Here, we show that the stress-induced ligand-dependent EGFR activation leads to downstream signalling events which depend in the case of ERK1/2 critically and in the case of JNK to a large degree on EGFR activation (FIG. 306). Previous reports implicated different ligand-independent activation mechanisms in stress-induced MAPK activation. These pathways involve the inactivation and downregulation of phosphatases and other redox- susceptible proteins, affecting scaffolding proteins and small G-proteins. Our data extend these results as they demonstrate that both EGF-like ligand-dependent and independent mechanisms cooperate in MAPK activation (FIG. 6). The respective contribution of these pathways is likely to depend on the specific cellular context. Ligand-dependent EGFR activation appears to mediate cross-talk between different MAPK signalling pathways. Moreover, we demonstrated that doxorubicin-induced apoptosis in bladder carcinoma cells can be strongly enhanced by blockade of HB-EGF function (FIG. 7), while doxorubicin treatment induces p38 activation. As chemotherapeutic agents have been previously shown to activate stress signalling cascades (Benhar et al., 2002), this signalling mechanism provides a molecular explanation for tumour cells evading drug-induced cell death.

To our knowledge this is the first report demonstrating the ligand-dependent activation of the EGFR and subsequent downstream signalling by osmotic and oxidative stress agents regulated by the MAPK p38 within human carcinoma cells. Increasing evidence implicates particularly oxidative stress caused by the excessive production of ROS in a variety of human disorders as diverse as cardiovascular, neurodegenerative or hyperproliferative diseases such as cancer. Therefore, our results are of special importance for pathophysiological disorders and the respective therapeutic approaches involving cellular damage caused by stress agents.

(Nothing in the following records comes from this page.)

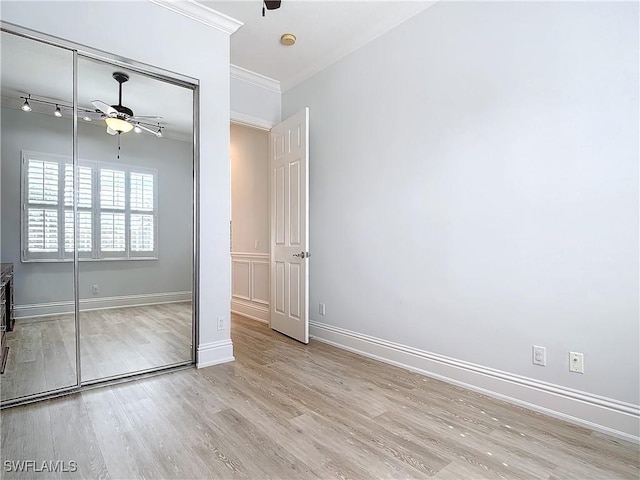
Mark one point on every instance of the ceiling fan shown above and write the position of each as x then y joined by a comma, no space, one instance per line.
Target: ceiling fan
120,119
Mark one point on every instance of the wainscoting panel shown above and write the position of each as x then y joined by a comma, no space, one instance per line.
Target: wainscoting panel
250,292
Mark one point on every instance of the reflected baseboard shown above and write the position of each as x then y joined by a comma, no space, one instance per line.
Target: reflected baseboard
64,308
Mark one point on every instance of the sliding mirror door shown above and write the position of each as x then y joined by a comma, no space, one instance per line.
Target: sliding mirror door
37,235
136,164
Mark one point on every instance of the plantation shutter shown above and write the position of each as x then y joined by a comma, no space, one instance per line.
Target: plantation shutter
141,200
85,217
112,223
42,207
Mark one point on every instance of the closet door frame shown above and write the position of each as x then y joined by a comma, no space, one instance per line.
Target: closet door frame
190,83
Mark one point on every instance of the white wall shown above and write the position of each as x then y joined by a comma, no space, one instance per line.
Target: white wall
474,192
254,102
41,283
197,51
250,222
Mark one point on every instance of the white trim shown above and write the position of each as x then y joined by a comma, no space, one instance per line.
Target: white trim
599,413
250,310
254,78
201,13
215,353
251,121
86,304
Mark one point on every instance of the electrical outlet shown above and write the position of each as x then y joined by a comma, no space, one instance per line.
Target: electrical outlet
576,362
539,356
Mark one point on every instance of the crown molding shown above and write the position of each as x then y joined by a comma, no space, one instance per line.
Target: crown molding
254,78
201,13
251,121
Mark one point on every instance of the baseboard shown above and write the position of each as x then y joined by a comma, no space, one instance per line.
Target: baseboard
250,310
214,353
86,304
598,413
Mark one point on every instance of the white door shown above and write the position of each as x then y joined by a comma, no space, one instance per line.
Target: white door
289,161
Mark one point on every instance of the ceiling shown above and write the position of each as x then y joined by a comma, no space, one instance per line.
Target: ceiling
326,31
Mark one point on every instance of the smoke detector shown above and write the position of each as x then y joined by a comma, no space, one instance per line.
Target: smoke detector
288,39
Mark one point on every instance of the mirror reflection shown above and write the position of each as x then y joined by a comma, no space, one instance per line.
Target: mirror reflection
124,210
39,349
136,155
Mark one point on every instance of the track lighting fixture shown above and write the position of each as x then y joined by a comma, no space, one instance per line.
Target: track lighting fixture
116,124
25,106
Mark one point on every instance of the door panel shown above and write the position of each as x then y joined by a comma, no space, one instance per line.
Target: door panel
289,159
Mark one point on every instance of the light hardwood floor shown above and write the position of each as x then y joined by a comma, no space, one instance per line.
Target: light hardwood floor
42,351
289,411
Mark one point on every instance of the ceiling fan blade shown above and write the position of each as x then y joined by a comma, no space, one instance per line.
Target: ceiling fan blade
146,129
93,115
103,107
272,4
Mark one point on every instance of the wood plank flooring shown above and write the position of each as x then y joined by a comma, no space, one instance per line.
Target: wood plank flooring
284,410
42,351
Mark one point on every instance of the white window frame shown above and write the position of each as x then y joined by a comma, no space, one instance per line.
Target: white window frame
96,253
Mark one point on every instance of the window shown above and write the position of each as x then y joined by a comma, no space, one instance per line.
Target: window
116,211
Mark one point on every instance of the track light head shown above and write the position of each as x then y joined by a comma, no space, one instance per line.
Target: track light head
25,106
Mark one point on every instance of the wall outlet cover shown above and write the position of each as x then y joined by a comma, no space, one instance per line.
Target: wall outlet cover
539,356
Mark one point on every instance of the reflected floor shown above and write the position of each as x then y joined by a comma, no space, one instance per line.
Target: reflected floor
113,342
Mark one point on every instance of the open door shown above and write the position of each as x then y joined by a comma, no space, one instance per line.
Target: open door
289,162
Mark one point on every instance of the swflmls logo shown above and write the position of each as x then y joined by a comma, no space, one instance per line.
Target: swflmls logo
44,466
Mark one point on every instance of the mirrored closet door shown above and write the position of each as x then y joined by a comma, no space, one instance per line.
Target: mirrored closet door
37,237
136,175
97,243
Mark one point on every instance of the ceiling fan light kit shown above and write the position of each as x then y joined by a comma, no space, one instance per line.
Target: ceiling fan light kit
120,119
288,39
118,124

The data presented here extend previous results on the signalling mechanisms of stress stimuli in mammalian cells, particularly in human carcinomas. Our findings substantiate the importance of ADAM family proteases and HB-EGF as critical mediators of the stress response in human cancer cells. Furthermore, our data suggest that cross-communication between different groups of MAPK employs ADAM proteases and the EGFR as signalling intermediates. Within this context the balance between ERK1/2 and JNK activity is of special significance for the cell's fate. Future investigations will further have to focus on other EGFR downstream signalling events and possible pathobiological responses such as enhanced proliferation or migration of cancer cells in response to stress agents.